Using leading lines is one of my favorite composition techniques. In the photograph of The Pier above, everything points to the main subject drawing the viewer's eye across the full length of the frame. The entire foreground of the photograph uses the curb as a leading line to the focus of the image. If there was no curb and just black pavement, then having such a large empty foreground would be a waste of space in the frame. However, using the curb as a leading line adds another element of interest to the photograph besides The Pier itself.
My goal when making this photograph was to just show the part of the sailboat that inspires dreams. A sailboat docked in a marina is not going anywhere, so the collection of hulls is not the part I find inspiring. My eyes focused on the masts and in particular the long row of masts, allowing one to pick out their own particular sailboat to build a dream on.
This composition also utilized repeating patterns and leading lines. I chose HDR for the exposure so that detail could be seen in the masts as well as the background sky maximizing the color gradient as twilight approached.
Finding and using repeating patterns in your photographs is my photography tip for this week. In the above photograph of Signature St. Petersburg I composed the shot to exaggerate row after row of balconies so that they came to form a repeating pattern. I also held my camera off-angle to create a leading line with the far edge of the skyscraper and also the interior contour that leads the viewer's eye from lower right to upper left. Thus, in this architecture shot I combined repeating patterns with leading lines in an attempt to produce an interesting photograph.

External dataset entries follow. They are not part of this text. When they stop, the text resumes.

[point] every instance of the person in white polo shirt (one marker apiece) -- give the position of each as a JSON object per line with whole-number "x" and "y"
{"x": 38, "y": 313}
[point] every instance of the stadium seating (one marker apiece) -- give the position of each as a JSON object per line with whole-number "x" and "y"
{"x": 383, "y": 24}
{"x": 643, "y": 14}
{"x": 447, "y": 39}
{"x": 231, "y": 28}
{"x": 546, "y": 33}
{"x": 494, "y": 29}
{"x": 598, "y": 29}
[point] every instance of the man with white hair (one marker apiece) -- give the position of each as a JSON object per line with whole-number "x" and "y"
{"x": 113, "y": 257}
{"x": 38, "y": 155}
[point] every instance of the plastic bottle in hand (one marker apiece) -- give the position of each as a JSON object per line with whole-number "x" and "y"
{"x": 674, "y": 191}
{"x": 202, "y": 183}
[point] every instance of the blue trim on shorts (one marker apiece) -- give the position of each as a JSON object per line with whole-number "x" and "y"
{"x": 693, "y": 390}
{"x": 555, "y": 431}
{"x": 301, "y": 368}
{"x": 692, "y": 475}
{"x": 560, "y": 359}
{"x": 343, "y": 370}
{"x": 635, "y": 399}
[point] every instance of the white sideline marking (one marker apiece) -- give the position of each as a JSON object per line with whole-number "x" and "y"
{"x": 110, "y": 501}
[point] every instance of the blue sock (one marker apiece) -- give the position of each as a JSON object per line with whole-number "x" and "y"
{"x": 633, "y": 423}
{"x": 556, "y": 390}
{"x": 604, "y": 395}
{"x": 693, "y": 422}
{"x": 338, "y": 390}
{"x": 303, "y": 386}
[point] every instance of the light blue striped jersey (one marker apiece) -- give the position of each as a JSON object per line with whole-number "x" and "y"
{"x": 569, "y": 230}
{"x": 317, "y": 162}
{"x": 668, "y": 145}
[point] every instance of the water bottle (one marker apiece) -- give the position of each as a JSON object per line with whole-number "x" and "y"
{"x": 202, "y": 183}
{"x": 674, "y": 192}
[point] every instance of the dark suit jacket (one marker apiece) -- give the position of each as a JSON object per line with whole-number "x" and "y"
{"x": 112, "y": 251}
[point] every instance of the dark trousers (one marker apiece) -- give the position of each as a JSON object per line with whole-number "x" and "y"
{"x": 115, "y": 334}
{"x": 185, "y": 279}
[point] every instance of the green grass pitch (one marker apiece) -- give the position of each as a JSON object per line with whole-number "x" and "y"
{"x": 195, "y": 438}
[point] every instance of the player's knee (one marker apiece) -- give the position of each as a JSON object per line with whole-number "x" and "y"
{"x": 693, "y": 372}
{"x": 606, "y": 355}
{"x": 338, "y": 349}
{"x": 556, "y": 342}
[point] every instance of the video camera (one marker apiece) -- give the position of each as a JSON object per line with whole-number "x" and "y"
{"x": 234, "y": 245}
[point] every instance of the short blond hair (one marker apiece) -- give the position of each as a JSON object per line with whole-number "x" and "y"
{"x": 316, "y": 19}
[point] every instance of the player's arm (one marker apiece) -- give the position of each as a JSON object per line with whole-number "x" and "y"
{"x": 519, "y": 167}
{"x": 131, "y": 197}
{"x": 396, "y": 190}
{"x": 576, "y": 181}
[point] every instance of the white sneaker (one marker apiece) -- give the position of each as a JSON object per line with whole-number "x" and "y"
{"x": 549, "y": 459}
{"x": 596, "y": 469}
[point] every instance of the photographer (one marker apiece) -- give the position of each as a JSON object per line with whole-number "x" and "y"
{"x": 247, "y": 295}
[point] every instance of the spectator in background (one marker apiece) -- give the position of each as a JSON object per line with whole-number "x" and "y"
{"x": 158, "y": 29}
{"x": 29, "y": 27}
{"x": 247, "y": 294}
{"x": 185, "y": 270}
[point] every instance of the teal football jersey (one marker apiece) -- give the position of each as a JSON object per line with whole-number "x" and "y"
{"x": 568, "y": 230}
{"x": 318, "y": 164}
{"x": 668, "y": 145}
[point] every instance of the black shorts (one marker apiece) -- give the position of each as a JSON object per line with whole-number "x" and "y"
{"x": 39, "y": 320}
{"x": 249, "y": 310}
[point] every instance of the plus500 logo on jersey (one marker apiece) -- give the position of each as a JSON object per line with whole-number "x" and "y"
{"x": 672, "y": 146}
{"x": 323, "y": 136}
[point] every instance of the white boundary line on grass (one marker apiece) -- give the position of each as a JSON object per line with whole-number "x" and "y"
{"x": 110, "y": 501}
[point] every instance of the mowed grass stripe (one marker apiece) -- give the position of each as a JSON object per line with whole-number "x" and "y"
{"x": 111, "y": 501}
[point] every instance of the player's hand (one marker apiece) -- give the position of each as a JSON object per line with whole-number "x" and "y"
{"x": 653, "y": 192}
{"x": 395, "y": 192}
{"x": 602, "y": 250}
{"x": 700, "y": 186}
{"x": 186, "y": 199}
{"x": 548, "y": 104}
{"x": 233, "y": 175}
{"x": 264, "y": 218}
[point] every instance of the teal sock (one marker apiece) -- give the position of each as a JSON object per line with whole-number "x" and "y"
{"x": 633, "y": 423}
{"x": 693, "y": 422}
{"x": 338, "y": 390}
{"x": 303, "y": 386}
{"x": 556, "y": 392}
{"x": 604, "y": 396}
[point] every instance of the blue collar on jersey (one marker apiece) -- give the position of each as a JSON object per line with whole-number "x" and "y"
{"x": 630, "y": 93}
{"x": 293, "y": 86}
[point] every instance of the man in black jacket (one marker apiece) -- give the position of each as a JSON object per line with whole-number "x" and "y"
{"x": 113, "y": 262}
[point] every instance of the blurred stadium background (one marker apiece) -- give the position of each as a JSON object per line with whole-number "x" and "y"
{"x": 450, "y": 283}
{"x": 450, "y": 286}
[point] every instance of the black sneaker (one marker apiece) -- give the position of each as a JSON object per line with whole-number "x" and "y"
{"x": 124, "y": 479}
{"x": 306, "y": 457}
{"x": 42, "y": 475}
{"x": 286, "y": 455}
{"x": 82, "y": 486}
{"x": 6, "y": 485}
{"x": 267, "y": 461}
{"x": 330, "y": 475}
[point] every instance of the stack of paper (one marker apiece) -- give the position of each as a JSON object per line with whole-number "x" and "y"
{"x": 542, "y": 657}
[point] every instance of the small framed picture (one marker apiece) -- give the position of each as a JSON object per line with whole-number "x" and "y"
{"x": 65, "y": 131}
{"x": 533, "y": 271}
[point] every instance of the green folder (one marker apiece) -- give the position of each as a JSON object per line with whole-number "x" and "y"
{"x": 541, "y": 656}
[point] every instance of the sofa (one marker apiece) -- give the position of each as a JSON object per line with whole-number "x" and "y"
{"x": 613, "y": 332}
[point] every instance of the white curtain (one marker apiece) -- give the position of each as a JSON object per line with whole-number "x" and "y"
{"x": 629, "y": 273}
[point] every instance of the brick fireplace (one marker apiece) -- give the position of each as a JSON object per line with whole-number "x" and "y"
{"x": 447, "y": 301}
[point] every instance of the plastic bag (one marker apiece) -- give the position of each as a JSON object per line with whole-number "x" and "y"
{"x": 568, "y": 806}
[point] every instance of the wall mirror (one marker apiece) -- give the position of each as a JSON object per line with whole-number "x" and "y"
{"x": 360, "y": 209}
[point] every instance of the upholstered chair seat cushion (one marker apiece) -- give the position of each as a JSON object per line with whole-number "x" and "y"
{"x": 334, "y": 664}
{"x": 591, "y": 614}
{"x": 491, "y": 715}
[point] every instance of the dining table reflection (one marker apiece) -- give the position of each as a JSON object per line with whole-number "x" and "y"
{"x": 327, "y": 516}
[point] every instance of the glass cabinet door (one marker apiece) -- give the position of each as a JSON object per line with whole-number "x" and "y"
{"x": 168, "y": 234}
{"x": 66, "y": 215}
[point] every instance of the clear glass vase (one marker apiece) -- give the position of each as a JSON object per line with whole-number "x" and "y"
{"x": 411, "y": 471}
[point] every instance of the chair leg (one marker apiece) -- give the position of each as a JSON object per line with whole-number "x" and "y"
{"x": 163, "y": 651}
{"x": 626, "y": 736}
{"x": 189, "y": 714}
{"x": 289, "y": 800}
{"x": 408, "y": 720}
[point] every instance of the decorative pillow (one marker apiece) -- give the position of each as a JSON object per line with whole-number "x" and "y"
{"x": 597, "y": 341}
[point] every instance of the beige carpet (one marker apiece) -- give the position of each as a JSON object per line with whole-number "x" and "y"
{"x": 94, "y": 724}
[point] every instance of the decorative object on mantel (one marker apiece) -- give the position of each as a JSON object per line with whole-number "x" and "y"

I used the exact same techniques in composing this architecture shot as well, just put into portrait orientation. In composing and later in cropping, I paid special attention to make sure each leading line ended exactly at the edge of the frame. Note how the lower left the line ends right into the corner, and for the small line in the upper right, just before the roof went upwards to the right, I cropped it there to keep the line straight.
Lastly, I chose black & white processing for both these images because there was cloud cover and the building itself lacks color, so no reason to leave what little color was left in the image.
Due to a very low tide, I found myself with the opportunity to go under the Safety Harbor Pier. I did not go to Safety Harbor with the express purpose of photographing it, but I of course did have my DSLR with me, but not my tripod. The sun was still high in the sky and as you can see from the shadows starting to make its way toward the west. A single exposure shot would not capture much of the detail under the pier itself. However, since there was still quite a bit of available light I dared for a 5-exposure handheld HDR shot. I highly recommend using a tripod for HDR no matter what the light, but as you can see, in a pinch, and with enough light, even a 5-exposure shot can be handheld and still produce a sharp image.
Lacking my tripod did not stop me from also making a 5-frame panorama of Tampa Bay and the Safety Harbor Pier. I used the gridlines in my viewfinder to keep each shot level with the horizon as I set the exposure to f/11 in aperture priority mode and rotated to make the five shots that I would later stitch together in Photoshop CS5 using the Photomerge function.
Once again no tripod on hand, but I felt confident to be able to handhold this shot for five quick frames (using my Nikon D300's 6-frames per second burst mode) given the light available. My composition choice came from putting the horizon in the lower third of the frame and having the pier form a leading line toward the center.
I have been going through my photography archives from the past three years looking for images to update my various portfolios with. While looking for specific types of photos, I also found random photos that I had never edited, never given any attention to before, that for some reason now catch my eye (see above train photo). This gave me the idea for . . .
|Photography Tip -- go through your photo archives to find hidden gems & to see how your photography tastes have changed|
Not only may you find that what you think is an interesting photograph has changed, but if you have greatly improved your digital photo editing skills like I have over the past few years, you may find that you can save a photo that previously was left for the scrapheap.